Cannot make curtsies for the salary of five bushels of rice

bu wei wu dou mi zhe yao

Idiom Explanation:

Cannot make curtsies for the salary of five bushels of rice, it is a metaphor for a person who is noble and has a backbone.

Pronunciation:

不为五斗米折腰
bú wèi wǔ dǒu mǐ zhé yāo

Origin:

唐·房玄龄等《晋书·陶潜传》:潜叹曰,“吾不能为五斗米折腰,拳拳事乡里小人邪!”

Story:

Tao Yuanming, also known as Tao Qian, was a famous literary figure in ancient China and the earliest Chinese poet of the countryside. His ability to compose many works on natural scenery and rural life is closely related to his experience and situation.

In the autumn of 405 A.D., Tao Yuanming came to Pengze, not far from his hometown, as a county magistrate in order to support his family. In the winter of that year, the governor of the county sent a governor to inspect Pengze County. The postmaster, who had low taste but some power, spoke in front of the sheriff at least by his mouth. The postmaster sent this time was a vulgar and arrogant man. As soon as he arrived at Pengze's hostel, he sent someone to call Tao Yuanming, the county magistrate, to pay him a visit.

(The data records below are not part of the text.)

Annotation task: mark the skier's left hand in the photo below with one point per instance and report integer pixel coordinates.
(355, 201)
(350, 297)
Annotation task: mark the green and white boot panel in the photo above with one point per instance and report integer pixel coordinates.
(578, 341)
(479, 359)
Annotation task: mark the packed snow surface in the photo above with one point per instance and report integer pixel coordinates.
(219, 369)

Tao Yuanming got the news, and although he despised this kind of person who gave orders in the name of his superior, he had to leave immediately. He was stopped by one of his men, who said, "You must wear official clothes and a big belt to see this governor, otherwise it will be unseemly and he will speak ill of you in front of the county governor."

Tao Yuanming, who had always been upright and noble, could not hold back any longer, and said with a long sigh, "I can't bend my back for five buckets of rice and fist to serve the villain in the countryside!" He said, "I would rather starve to death than bend my back to such poor people because of the official salary of five buckets of rice." After saying that, he simply took out the official seal, sealed it, and immediately wrote a letter of resignation, leaving the post of county magistrate, which he had held for only eighty days, and never worked as an official again.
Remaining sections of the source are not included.